I’m so tired of crying, so tired of seeing other’s joy when I try to be happy again and not succeeding. I’m tired of drama, virtual provocations, distance, coolness, and all that crap between us when all I need is to be at least your friend again.
You know, I just need some time to put my life on track again with or without anyone’s help. I’ve never ever felt so lost in these 20 years, it’s so many things going on at the same second and maybe I can’t handle it anymore.
So I decided to go away from here for awhile.
This may last only for a few days or maybe for some weeks or months, but I’m gonna disappear of the internet. I sincerely don’t give a shit for followers, “friends”, hearts or whatever. It’s just making me sad to read things I wish I didn’t have. Late life.

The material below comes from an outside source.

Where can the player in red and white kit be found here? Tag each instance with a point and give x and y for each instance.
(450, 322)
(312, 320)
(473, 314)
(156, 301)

If you are my friend and you’re reading this, I beg you: don’t ask me A word. I don’t wanna talk about it and I’m not gonna talk about it. This is for me, only. I’m gonna continue with my life, running for my things, trying to make dreams into reality, working for my future, turning can’ts into cans. If you miss me, text me, call me, let me know for God’s sake.
If you don’t, I can perfectly understand what silence means.
Daylight breaks and I’m in your arms again. A tiger wanting to be tamed.
Last night I remembered the way you shake your feet when you’re trying to sleep, just the way I do everynight.
It’s weird and sick how often you cross my mind when I’m not waiting for you at all. It hurts. I’m unable to handle a love like this.
In the major part of my whole life I’ve been full of emotion, a day and night dreamer, trying every single day to reach the things I wanted so badly. I’m trying now the same things in another level, now I’m almost a grownup and it’s being hard to get used to it. I’m too adolescent to adult life. There was a time that I could believe in love, there was a time that I could believe that distance is just a test to see how far love can travel, I’m not so sure of it anymore. My love is not enough, even I am made 100% of it. I am not enough.
Today I’m locking my heart. You’re leaving my life day after day without giving me any kind of news about what’s going on, and so am I. But please, remember: just because we don’t talk, doesn’t mean I don’t care. I think about you every time.
I’ll try to focus on college and a new job. My greatest wish is to be near you completly, let’s see what the next few months hold for us, for me. It’s crazy how reality can push you against your dreams, but I wanna change this in my benefit. And I’ll do this my dear, I will.
Today I am locking my heart, I hope to keep this feeling somewhere, asleep, waiting for the day to wake up. I’m shaking my feet.